Il revient aujourd'hui à la loi organique de définir les conditions de mise en oeuvre de cette saisine directe du CSM et les modalités d'examen des requêtes.

* 18 Expression de Jean-François Kriegk, La culture judiciaire : une contribution au débat démocratique, Recueil Dalloz, n°24/7209, 16 juin 2005, p. 1592.

* 19 Les plaintes des justiciables à la première présidence de la cour d'appel de Versailles, intervention de M. Vincent Lamanda, Bulletin d'information de la Cour de cassation n° 518 du 15 juillet 2000. Cette étude est consultable sur le site de la Cour de cassation : http://www.courdecassation.fr/publications_cour_26/bulletin_information_cour_cassation_27/bulletins_information_2000_1245/no_518_1315/?_Imp=1#1.

* 20 M. Vincent Lamanda termine son étude en considérant que « seules, des attitudes harmonisées permettront de mettre fin à ces abus. A la disposition de ceux qui jouent loyalement le jeu de la vérité dans l'évaluation, ne restent en principe que la possibilité de conseiller au magistrat déficient des formations appropriées ou l'éventualité de le cantonner au sein de sa juridiction dans un service marginal, solution insatisfaisante à tous égards. Il nous faut dès lors réfléchir ensemble sur les éventuels dispositifs à mettre en oeuvre pour décharger correctement d'activités juridictionnelles, exposées par principe, les collègues non amendables, dont il importerait au préalable d'évaluer le nombre exact sur l'ensemble des juridictions françaises. Il conviendrait en outre que des moyens nouveaux permettent parallèlement d'éviter aux bons magistrats qui constituent la quasi-totalité du corps judiciaire, d'en supporter les conséquences. »

* 21 Guy Canivet, Julie Joly-Hurard, La déontologie des magistrats, Dalloz, 2ème édition, 2009, p. 171.
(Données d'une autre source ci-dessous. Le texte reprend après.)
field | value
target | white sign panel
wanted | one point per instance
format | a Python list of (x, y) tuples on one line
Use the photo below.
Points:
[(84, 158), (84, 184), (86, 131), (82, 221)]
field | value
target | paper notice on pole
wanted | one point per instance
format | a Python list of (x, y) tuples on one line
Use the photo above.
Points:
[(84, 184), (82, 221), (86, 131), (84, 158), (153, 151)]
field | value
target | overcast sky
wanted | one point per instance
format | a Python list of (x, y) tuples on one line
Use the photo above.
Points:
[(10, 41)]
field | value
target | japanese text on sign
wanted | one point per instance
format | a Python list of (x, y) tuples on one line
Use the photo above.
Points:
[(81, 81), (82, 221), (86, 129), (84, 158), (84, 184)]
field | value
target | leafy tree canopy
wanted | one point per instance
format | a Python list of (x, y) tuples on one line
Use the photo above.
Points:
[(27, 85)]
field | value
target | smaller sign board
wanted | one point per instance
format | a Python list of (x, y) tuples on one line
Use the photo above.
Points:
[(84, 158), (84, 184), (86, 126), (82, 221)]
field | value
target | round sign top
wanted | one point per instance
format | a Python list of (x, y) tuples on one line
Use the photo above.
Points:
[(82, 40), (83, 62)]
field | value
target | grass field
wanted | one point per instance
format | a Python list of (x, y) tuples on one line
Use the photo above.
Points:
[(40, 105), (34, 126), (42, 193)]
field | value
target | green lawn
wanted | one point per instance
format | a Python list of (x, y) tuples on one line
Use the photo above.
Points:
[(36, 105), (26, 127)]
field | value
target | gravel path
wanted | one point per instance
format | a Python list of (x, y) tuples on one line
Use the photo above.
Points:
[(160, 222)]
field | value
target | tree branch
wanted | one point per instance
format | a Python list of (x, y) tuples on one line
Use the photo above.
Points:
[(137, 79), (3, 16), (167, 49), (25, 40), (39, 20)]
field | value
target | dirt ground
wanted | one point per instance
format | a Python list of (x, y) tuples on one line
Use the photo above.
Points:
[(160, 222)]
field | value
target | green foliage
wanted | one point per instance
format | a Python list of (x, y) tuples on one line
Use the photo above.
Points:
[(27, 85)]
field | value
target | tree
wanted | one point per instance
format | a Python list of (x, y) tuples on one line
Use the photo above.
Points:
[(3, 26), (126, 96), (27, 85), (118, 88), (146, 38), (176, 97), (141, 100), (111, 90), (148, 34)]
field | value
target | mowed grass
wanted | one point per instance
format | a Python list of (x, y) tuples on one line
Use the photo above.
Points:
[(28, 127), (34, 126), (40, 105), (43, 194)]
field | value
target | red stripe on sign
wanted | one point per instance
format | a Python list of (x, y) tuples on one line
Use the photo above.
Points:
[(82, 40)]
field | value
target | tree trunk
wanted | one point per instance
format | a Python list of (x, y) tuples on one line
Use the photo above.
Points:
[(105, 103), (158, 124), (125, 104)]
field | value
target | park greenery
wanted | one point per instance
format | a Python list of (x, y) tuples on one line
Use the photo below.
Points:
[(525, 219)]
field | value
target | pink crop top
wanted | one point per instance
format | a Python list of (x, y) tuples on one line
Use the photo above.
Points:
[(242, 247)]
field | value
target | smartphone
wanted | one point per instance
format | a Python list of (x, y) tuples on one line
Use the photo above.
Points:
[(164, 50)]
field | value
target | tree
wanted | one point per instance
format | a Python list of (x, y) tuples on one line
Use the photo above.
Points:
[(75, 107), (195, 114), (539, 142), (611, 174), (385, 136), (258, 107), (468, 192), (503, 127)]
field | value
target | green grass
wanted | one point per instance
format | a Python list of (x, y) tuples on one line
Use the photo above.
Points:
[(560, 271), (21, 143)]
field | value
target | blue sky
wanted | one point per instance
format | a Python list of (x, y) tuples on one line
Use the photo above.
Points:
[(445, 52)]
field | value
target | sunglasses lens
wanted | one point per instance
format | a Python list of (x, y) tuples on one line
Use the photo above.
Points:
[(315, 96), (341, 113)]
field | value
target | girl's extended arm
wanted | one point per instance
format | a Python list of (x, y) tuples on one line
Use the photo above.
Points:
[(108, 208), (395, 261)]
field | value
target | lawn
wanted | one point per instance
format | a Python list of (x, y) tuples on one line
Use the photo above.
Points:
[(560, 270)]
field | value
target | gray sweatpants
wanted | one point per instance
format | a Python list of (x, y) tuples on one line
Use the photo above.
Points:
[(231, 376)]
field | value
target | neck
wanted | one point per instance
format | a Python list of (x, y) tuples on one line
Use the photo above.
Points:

* 22 Intervention dans le cadre du colloque « Rendre compte de la qualité de la justice », organisé par le British Institute of international and comparative law et l'Institut des hautes études sur la justice, 14 et 15 novembre 2003. Les actes de ce colloque sont consultables sur Internet : http://www.courdecassation.fr/colloques_activites_formation_4/2003_2035/commaret_avocat_8294.html

* 23 Loi organique n° 2001-539 du 25 juin 2001 relative au statut des magistrats et au Conseil supérieur de la magistrature.

* 24 La saisine conjointe du CSM par le garde des sceaux, en pareille hypothèse, n'a aucun caractère automatique. Au contraire, une telle saisine n'a été déposée que dans trois procédures, pour apporter au CSM des éléments complémentaires de poursuite, recueillis par le garde des sceaux en cours de procédure, généralement dans le cadre d'une mission d'inspection.

* 25 Rapport de la commission de réflexion sur l'éthique de la magistrature, 2003, p. 31-32.